I carabinieri di Aosta erano arrivati a tarda sera al comando di compagnia dell'Arma a Vergato, poco distante da Monteacuto Vallese, dove abita la famiglia di Anna Maria Franzoni e dove la donna, il marito Stefano Lorenzi e l'altro figlio Davide si erano rifugiati nelle ultime settimane. Intorno a mezzanotte i carabinieri hanno telefonato a casa Franzoni, per convocare Anna Maria per una "notifica importante". Insieme al padre e al marito, la donna ha raggiunto la caserma: dove, appunto, le è stata notificata l'ordinanza di custodia cautelare. Nella prima pagina del provvedimento le si contesta "il delitto previsto e punito dagli articoli 575 e 577 comma 1, numero 1, del codice penale, perché colpendo alla testa il proprio figlio Samuele Lorenzi, di anni tre, con numerosi e ripetuti colpi, ne cagionava la morte. Con l'aggravante di aver commesso il fatto in danno del figlio di anni tre". Dopo le usuali procedure, come le foto segnaletiche, sarebbe partita per il carcere delle Vallette, a Torino tra le 4.30 e le 5.

Ora Anna Maria, alle Vallette, è in cella da sola. Il gip Gandini ha chiesto che venga piantonata e controllata a vista perché, ha spiegato, "non possa commettere anche su se stessa fatti gravi". La signora sarà ascoltata dal magistrato questa mattina o al più tardi domani. Aveva chiesto di essere accompagnata dal marito nel viaggio verso Torino. Impossibile, le è stato risposto. Il provvedimento del gip, mandandola in carcere, non lo consentiva.

Samuele, tre anni, era stato trovato morto la mattina del 30 gennaio scorso nel letto matrimoniale della villetta di Montroz dove viveva la famiglia Lorenzi. A scoprire il cadavere era stata la mamma. Uscita di casa alle 8.16 per accompagnare il figlio più grande, Davide, di sei anni, alla fermata dello scuolabus a poche decine di metri dalla casa, la giovane donna ha sempre sostenuto che, al suo rientro, alle 8.24, era entrata nella camera da letto ed aveva trovato il piccolo in un lago di sangue, sotto le coperte del letto.

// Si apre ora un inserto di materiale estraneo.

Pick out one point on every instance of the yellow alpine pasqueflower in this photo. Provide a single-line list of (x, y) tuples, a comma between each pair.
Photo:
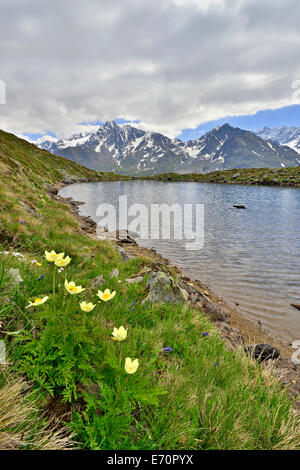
[(106, 295), (38, 301), (62, 263), (87, 307), (53, 256), (119, 334), (72, 289), (131, 366)]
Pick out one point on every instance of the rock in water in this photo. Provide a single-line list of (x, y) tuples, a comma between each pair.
[(163, 288), (297, 306), (262, 351)]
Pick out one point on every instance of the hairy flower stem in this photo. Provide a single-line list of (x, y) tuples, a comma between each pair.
[(120, 390), (53, 279), (68, 304), (120, 361)]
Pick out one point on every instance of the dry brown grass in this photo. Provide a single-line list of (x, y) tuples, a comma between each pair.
[(20, 425)]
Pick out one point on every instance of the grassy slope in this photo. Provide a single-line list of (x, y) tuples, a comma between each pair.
[(199, 396), (267, 176)]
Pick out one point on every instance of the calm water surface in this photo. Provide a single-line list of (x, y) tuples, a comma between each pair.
[(249, 256)]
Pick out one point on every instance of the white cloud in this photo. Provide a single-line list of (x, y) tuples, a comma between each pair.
[(172, 64)]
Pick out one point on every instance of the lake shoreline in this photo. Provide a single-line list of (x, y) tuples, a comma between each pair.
[(251, 332)]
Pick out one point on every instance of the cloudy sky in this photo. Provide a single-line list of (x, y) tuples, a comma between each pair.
[(175, 66)]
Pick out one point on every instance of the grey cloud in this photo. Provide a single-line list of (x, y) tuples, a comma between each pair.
[(170, 66)]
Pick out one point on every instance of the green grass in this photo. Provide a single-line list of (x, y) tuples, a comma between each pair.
[(265, 176), (198, 396)]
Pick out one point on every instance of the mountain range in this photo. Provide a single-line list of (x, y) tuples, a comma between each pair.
[(283, 135), (129, 150)]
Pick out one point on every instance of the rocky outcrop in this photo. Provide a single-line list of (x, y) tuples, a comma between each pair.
[(163, 288), (262, 351)]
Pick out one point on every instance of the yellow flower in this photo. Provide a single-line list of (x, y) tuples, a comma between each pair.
[(119, 334), (106, 295), (53, 256), (87, 307), (38, 301), (131, 366), (72, 289), (62, 263)]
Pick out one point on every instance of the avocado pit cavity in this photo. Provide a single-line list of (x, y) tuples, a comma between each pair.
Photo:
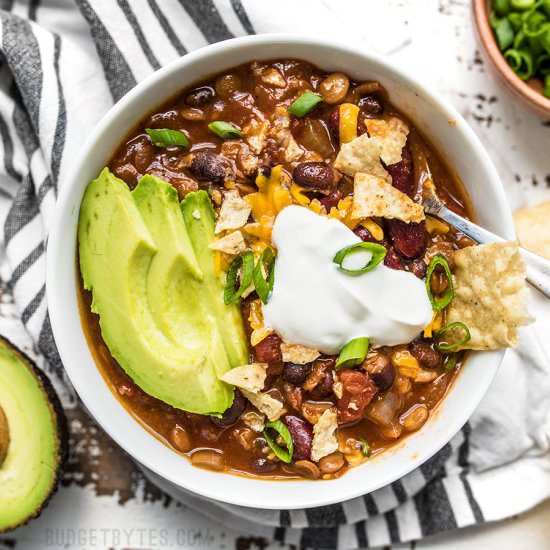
[(4, 436)]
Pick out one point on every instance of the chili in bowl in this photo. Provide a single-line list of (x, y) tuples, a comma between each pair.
[(260, 288)]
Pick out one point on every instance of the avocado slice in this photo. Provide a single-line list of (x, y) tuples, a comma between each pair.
[(151, 295), (33, 438)]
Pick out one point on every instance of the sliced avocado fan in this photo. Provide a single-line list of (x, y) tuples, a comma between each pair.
[(33, 438), (146, 260)]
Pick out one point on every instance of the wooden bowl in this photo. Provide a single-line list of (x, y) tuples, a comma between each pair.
[(530, 92)]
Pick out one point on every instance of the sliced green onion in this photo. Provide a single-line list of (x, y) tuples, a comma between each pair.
[(521, 62), (450, 364), (167, 138), (225, 130), (453, 326), (377, 251), (353, 353), (246, 261), (282, 454), (440, 304), (304, 104), (504, 33), (264, 286)]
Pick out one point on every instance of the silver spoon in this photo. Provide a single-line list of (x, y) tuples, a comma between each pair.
[(538, 268)]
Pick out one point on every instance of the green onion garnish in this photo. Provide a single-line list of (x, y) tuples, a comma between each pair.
[(453, 326), (282, 454), (246, 261), (441, 303), (304, 104), (264, 286), (353, 353), (377, 251), (225, 130), (167, 138), (450, 364)]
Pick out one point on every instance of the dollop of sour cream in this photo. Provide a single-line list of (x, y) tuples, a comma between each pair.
[(315, 304)]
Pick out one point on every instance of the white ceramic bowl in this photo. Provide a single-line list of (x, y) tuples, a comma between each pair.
[(434, 116)]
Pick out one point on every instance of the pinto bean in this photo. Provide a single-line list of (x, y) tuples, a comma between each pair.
[(231, 415), (409, 239), (302, 436), (424, 352), (269, 350), (334, 88), (262, 465), (358, 390), (210, 167), (314, 175), (200, 96), (296, 374), (209, 459), (380, 369)]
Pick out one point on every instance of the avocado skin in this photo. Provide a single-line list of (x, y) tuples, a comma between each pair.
[(62, 430)]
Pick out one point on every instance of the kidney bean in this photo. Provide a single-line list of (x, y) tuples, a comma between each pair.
[(302, 436), (200, 96), (402, 173), (409, 239), (358, 390), (210, 166), (296, 374), (269, 350), (231, 415), (334, 88), (381, 370), (262, 465), (314, 175), (332, 200), (371, 105), (332, 463), (426, 355)]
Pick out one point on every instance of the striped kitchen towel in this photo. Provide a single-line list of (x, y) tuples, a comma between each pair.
[(63, 64)]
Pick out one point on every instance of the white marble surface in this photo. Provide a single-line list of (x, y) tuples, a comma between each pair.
[(433, 38)]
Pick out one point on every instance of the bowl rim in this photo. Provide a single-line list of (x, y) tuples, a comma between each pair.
[(56, 295), (487, 38)]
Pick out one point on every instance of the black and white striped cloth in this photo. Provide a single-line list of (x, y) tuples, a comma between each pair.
[(63, 64)]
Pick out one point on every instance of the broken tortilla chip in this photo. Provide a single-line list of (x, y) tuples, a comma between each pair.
[(234, 212), (533, 228), (233, 244), (490, 295), (392, 134), (361, 154), (248, 377), (374, 197), (294, 353)]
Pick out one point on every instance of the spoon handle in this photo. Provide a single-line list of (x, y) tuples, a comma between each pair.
[(538, 268)]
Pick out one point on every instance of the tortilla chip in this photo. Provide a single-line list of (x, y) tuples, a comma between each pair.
[(372, 196), (266, 404), (490, 295), (234, 212), (533, 228), (294, 353), (362, 154), (248, 377), (392, 134), (324, 439), (233, 244)]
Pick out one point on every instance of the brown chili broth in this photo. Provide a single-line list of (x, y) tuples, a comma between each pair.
[(160, 418)]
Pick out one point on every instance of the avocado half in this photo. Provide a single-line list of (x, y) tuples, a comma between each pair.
[(33, 438)]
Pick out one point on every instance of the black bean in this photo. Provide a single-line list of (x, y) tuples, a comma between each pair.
[(200, 96), (296, 374), (231, 415), (314, 175)]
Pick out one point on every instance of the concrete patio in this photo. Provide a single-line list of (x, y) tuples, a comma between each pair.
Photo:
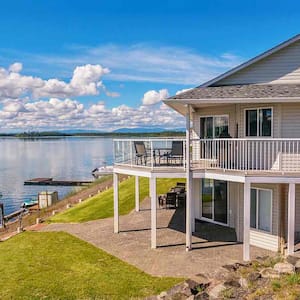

Da quel momento e fino a questa notte è stato tutto un rincorrersi di ipotesi, illazioni e sospetti sulle cause della morte del piccolo Samuele, in bilico fra le indagini nell'ambito familiare e l'ipotesi di un mostro, sostenuta con forza da Anna Maria Franzoni in una recente, drammatica intervista. Ascoltata più volte dai carabinieri e dai magistrati, il procuratore Maria Del Savio Bonaudo e il sostituto Stefania Cugge, Anna Maria Franzoni ha sempre proclamato la sua innocenza. Insieme al marito, Stefano Lorenzi, 35 anni, elettricista, con il quale è sposata dal '93, la donna si era trasferita da alcune settimane nel suo paese natale, Monteacuto Vallese, per sfuggire alla pressione dei media. E lì sono andati a prenderla stanotte i carabinieri.